5) Peut-il faire en sorte que cela n'arrive pas?

6) Peut-il organiser une concertation, de sorte que ce risque de discrimination entre les établissements communautaires et ceux qui dépendent des Communautés ne puisse pas se concrétiser?

Réponse reçue le 13 juillet 2016 :

1) La compétence législative a été transférée aux Régions depuis la date d'entrée en vigueur de la loi spéciale du 6 janvier 2014 relative à la sixième réforme de l'État, à savoir le 1er juillet 2014.

À titre de régime transitoire, il avait été prévu que les administrations fédérales continueraient d'exercer leurs missions d'exécution jusqu'à ce que le personnel nécessaire ait été transféré aux Régions.

– Pour ce qui concerne le service public fédéral (SPF) Emploi, Travail et Concertation sociale, le personnel a été transféré en date du 1er avril 2015. Depuis lors, les missions d'exécution sont assurées par les Régions.

– Pour ce qui concerne l’Office national de l’emploi, le personnel a été transféré au 1er janvier et au 1er avril 2016 (au total treize personnes).

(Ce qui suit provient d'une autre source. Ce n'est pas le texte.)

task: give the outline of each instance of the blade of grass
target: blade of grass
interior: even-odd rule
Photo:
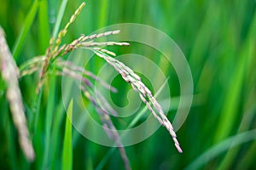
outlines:
[[[256,26],[256,14],[253,17],[253,22],[252,23],[251,30],[247,34],[247,39],[244,43],[244,46],[240,54],[240,62],[237,62],[237,66],[232,75],[231,83],[229,86],[229,90],[227,95],[225,96],[225,100],[223,108],[220,122],[218,128],[217,129],[215,140],[220,141],[229,135],[233,124],[235,123],[236,115],[237,115],[237,106],[239,105],[239,99],[241,92],[242,90],[242,85],[244,82],[244,76],[247,70],[247,64],[253,61],[253,50],[255,43],[253,43],[253,37],[255,34],[255,26]]]
[[[45,138],[44,138],[44,169],[49,167],[50,160],[50,130],[52,127],[53,110],[55,110],[55,74],[50,75],[49,93],[48,94],[46,118],[45,118]]]
[[[26,15],[23,28],[22,28],[17,40],[15,41],[15,46],[12,50],[13,56],[15,60],[18,59],[20,50],[24,45],[26,35],[32,25],[34,19],[35,19],[37,11],[38,9],[38,4],[39,4],[38,1],[35,0],[28,14]]]
[[[44,54],[49,46],[49,30],[48,20],[48,1],[41,0],[39,4],[39,42],[40,54]]]
[[[62,151],[62,169],[71,170],[73,167],[73,148],[72,148],[72,114],[73,114],[72,99],[69,103],[67,117],[66,128]]]
[[[56,37],[59,30],[60,30],[60,26],[61,26],[61,22],[63,18],[63,14],[67,7],[67,3],[68,0],[63,0],[61,5],[61,8],[59,9],[59,13],[58,13],[58,16],[57,16],[57,20],[56,20],[56,23],[55,25],[55,28],[54,28],[54,31],[53,31],[53,37]]]
[[[250,64],[252,62],[253,62],[253,56],[255,56],[255,45],[256,45],[256,41],[255,41],[255,38],[254,38],[255,35],[256,35],[255,30],[256,30],[256,14],[254,14],[254,17],[253,17],[253,22],[252,22],[252,26],[250,26],[250,31],[247,34],[247,42],[244,43],[245,46],[243,47],[244,48],[243,48],[243,54],[241,56],[241,57],[243,57],[244,60],[245,60],[244,65],[243,65],[243,67],[244,67],[243,70],[244,71],[246,71],[247,68],[249,68]],[[242,68],[241,68],[241,69],[242,69]],[[245,71],[243,71],[243,72],[246,74]],[[245,77],[246,76],[245,74],[242,74],[241,76]],[[241,77],[241,79],[242,79],[242,77]],[[232,91],[232,92],[234,93],[234,91]],[[234,104],[234,105],[237,105],[237,104]],[[233,114],[234,114],[233,112],[230,113],[230,117],[234,116]],[[230,120],[230,119],[227,119],[227,120]],[[244,130],[244,129],[242,129],[242,130]],[[228,152],[228,154],[226,155],[226,156],[224,157],[224,159],[223,160],[222,163],[220,164],[219,169],[228,168],[232,164],[232,162],[234,162],[234,159],[236,158],[236,156],[237,155],[238,150],[239,150],[238,148],[236,148],[232,150],[230,150]]]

Le transfert opérationnel ne s'effectue pas en une seule fois pour l'ensemble des mesures en matière d'emploi à transférer et diffère également selon les Régions. En ce qui concerne les matières qui relevaient de la compétence de l'Office national de l'emploi, l'exécution opérationnelle a déjà été transférée pour les matières suivantes :

– Région flamande : contrôle de la disponibilité, bonus de démarrage et de stage, titres-services ;

– Région wallonne : contrôle de la disponibilité, dispenses pour études et formations, délivrance des attestations pour les allocations d'activation, outplacement, bonus de démarrage et de stage, ALE front office, titres-services ;

– Région de Bruxelles-Capitale : dispenses pour études et formation, outplacement, bonus de démarrage et de stage, ALE front office, titres-services ;

– Communauté germanophone : contrôle de la disponibilité, dispenses pour études et formation, bonus de démarrage et de stage, ALE front office.

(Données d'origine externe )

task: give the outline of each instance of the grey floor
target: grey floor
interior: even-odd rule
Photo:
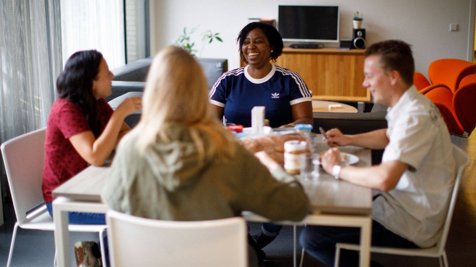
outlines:
[[[472,162],[462,181],[446,250],[450,266],[474,267],[476,266],[476,133],[466,139],[453,137],[452,141],[467,153]],[[7,263],[15,220],[12,205],[7,202],[4,211],[6,221],[0,226],[0,266]],[[259,224],[251,223],[250,227],[252,234],[259,230]],[[298,228],[298,233],[300,230]],[[263,266],[292,266],[292,228],[285,227],[276,239],[265,248],[267,258]],[[72,233],[70,237],[72,244],[82,240],[97,240],[96,235],[92,233]],[[301,249],[298,244],[299,256]],[[54,252],[52,232],[19,229],[12,266],[52,266]],[[438,260],[435,258],[382,254],[372,254],[372,258],[388,267],[438,266]],[[306,255],[303,266],[324,265]]]

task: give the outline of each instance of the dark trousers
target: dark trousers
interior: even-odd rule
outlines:
[[[336,243],[359,244],[360,229],[353,227],[307,226],[301,231],[299,242],[307,252],[329,266],[334,265]],[[418,248],[375,220],[372,223],[372,245],[379,247]],[[341,249],[340,266],[358,265],[357,251]]]

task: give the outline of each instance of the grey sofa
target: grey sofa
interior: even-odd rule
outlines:
[[[149,67],[153,57],[139,59],[111,70],[114,75],[112,79],[112,94],[106,98],[108,102],[129,92],[142,92],[145,86]],[[197,60],[202,65],[209,88],[224,73],[228,71],[228,60],[223,58],[200,58]]]
[[[346,113],[338,112],[314,112],[314,127],[313,131],[319,134],[319,127],[327,130],[338,128],[346,134],[355,134],[387,127],[385,119],[387,106],[375,104],[370,112]],[[372,164],[382,161],[383,150],[372,150]]]

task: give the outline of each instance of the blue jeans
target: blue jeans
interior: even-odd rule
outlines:
[[[306,252],[323,263],[334,264],[336,243],[358,244],[360,229],[352,227],[307,226],[301,231],[299,242]],[[380,247],[418,248],[413,242],[385,228],[375,220],[372,223],[372,245]],[[341,249],[340,266],[357,266],[357,251]]]
[[[53,217],[53,207],[51,202],[45,202],[50,216]],[[88,212],[68,213],[70,224],[106,224],[106,214],[103,213],[90,213]]]
[[[53,218],[53,207],[51,202],[45,202],[45,203],[46,204],[48,212],[50,212],[50,216]],[[69,223],[70,224],[106,224],[106,214],[103,213],[69,211],[68,215],[69,219]],[[103,239],[101,241],[103,242],[103,245],[104,246],[106,264],[108,266],[109,266],[109,248],[108,246],[107,237],[105,236]],[[99,245],[100,246],[100,244]],[[104,255],[103,257],[104,257]]]
[[[283,228],[282,225],[277,225],[269,222],[264,222],[261,224],[261,231],[268,237],[276,237],[279,233],[279,230]]]

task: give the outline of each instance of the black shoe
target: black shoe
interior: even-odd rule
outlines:
[[[258,249],[261,249],[268,246],[275,238],[276,238],[276,236],[268,237],[263,234],[263,232],[259,232],[253,236],[253,241],[255,241],[256,247]]]
[[[265,258],[266,258],[266,254],[262,249],[257,251],[256,254],[258,256],[258,266],[260,266],[264,262]]]

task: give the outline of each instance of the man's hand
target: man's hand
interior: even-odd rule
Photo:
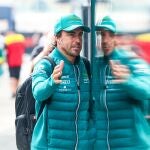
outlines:
[[[64,68],[64,61],[61,60],[61,61],[60,61],[60,64],[57,65],[57,66],[54,68],[54,71],[53,71],[53,73],[52,73],[52,77],[53,77],[54,82],[55,82],[56,84],[60,84],[60,83],[62,82],[62,80],[60,80],[60,77],[61,77],[61,75],[62,75],[62,70],[63,70],[63,68]]]
[[[130,75],[130,70],[127,66],[120,64],[120,61],[110,60],[112,74],[115,76],[115,83],[123,83]]]

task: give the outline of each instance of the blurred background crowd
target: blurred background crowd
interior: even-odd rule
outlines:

En principe, des blocs de compétence seront encore transférés le 1er juillet et le 2 septembre 2016, après quoi, la partie restante sera transférée au 1er janvier 2017.

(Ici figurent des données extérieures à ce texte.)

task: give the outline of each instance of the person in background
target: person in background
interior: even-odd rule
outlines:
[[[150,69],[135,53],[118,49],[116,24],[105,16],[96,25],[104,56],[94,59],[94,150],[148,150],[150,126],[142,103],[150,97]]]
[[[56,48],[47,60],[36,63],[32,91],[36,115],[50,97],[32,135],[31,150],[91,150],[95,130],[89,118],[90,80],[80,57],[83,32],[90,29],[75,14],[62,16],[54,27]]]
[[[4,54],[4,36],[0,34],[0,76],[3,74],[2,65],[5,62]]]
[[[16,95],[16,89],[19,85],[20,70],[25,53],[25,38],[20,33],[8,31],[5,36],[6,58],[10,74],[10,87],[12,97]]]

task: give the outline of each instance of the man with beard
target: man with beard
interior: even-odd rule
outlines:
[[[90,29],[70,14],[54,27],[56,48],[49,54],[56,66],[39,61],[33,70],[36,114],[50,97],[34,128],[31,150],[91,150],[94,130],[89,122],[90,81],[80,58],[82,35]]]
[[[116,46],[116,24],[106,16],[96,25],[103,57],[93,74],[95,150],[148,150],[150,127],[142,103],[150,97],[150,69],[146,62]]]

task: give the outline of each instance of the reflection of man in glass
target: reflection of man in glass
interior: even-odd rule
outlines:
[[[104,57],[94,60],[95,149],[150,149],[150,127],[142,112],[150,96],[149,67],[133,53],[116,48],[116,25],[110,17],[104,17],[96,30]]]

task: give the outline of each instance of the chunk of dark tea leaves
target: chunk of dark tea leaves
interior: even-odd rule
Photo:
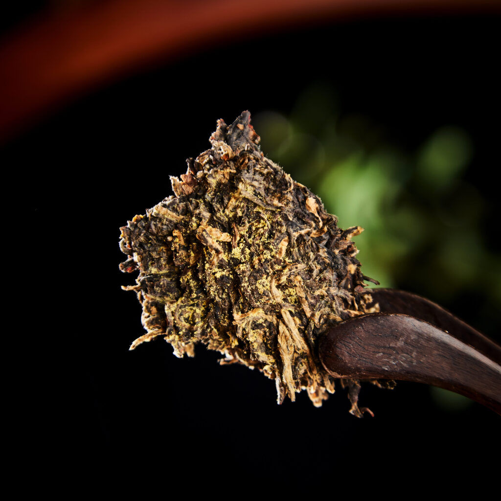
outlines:
[[[197,343],[224,355],[222,364],[257,368],[274,379],[282,403],[306,390],[316,406],[334,391],[317,340],[333,323],[372,312],[352,238],[320,199],[266,158],[243,112],[222,120],[212,147],[187,160],[175,195],[121,228],[125,272],[147,333],[181,357]],[[351,412],[360,385],[349,389]]]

Dans ce cadre, je souhaite souligner que la loi spéciale prévoit que l'Office national de l'emploi reste le seul opérateur technique et administratif pour ce qui concerne l'activation des allocations de chômage. Concrètement, cela signifie que les autorités régionales sont devenues compétentes pour la réglementation, mais que le paiement des allocations d'activation est assuré par l'Office national de l'emploi (niveau fédéral).

Le même principe s'applique aux réductions en faveur de groupes cibles. L'Office national de sécurité sociale (ONSS) reste l'unique opérateur technique et administratif. Les Régions fixent la réglementation, mais l'Office national de sécurité sociale porte directement ces réductions groupes-cibles en déduction des cotisations de sécurité sociale dues. L’Office national de sécurité sociale n'a donc pas transféré de personnel aux Régions.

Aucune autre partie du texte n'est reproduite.